The nun caught her lower lip between her teeth as she thought. “Marjorie Fox, you said?” She shook her head slowly back and forth. “I don't recognize that name.”

“She's never been here? Never met with you? Isn't on any sort of mailing list?” Charlie's questions were rapid-fire, but the nun's calm expression never changed.

“Not to my knowledge,” she said.

“Mr. Hart had never discussed a benefit for the home involving Mrs. Fox?”

“A benefit?” Her face brightened. “Oh yes, Mr. Hart
had
mentioned organizing a benefit the last time I spoke with him, but he didn't offer any particulars.”

“Do you speak with Mr. Hart often?” Vivian asked.

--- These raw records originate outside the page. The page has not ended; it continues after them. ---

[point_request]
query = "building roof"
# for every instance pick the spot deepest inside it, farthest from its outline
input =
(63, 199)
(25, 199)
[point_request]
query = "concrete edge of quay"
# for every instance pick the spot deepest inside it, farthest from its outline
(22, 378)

“Not that much anymore, really. Once or twice a year. He used to be much more actively involved.” Sister Bernadine pulled out a pocket watch from within the folds of her habit. She frowned as if the time was not at all what she expected it to be.

“How well do you know Mr. Hart?” Vivian asked, ignoring the obvious hint that their time for questions was quickly drawing to a close.

Sister Bernadine glanced up at Vivian, then slipped the watch back into her robes.

“He's been on the board since I started here,” she said, furrowing her brow. “That was over twenty years ago now, but I know he was also here some time before I arrived.”

Something niggled at Vivian's brain, but she couldn't put a finger on what it was.

“Sister,” Vivian began. “I'm curious why someone like Mr. Hart would be so involved with a foundling home. Did he ever explain to you over those twenty years, even mention in passing, why he was so passionate about the home?”

Sister Bernadine sat back in her chair. “Only vaguely. He'd mentioned that he'd had a rough childhood. That led him to wanting to take care of the children that no one wanted. He hoped to help find them loving homes, if he could.”

“Had he adopted from the home himself?”

Sister Bernadine's kindly smile faded entirely.

“Those records are confidential, Miss Witchell. And as I've told Mr. Haverman before, any records prior to 1930 were lost in a fire several years ago.”

Vivian glanced at Charlie. Before? He'd been here to inquire about adoption records before?

The nun pushed herself out of her chair and stood, her back ramrod straight, the severe black and white of the habit giving her a somewhat regal bearing. “Now, if you'll excuse me, I have another appointment.”

“Yes, of course.” Charlie stood too. His eyes darted to Vivian and then back to Sister Bernadine. “Thank you for your time, Sister,” he said.

Sister Bernadine held one hand in front of her chest, fingers together and pointed up. “May God save and keep you,” she said before sweeping out of the room.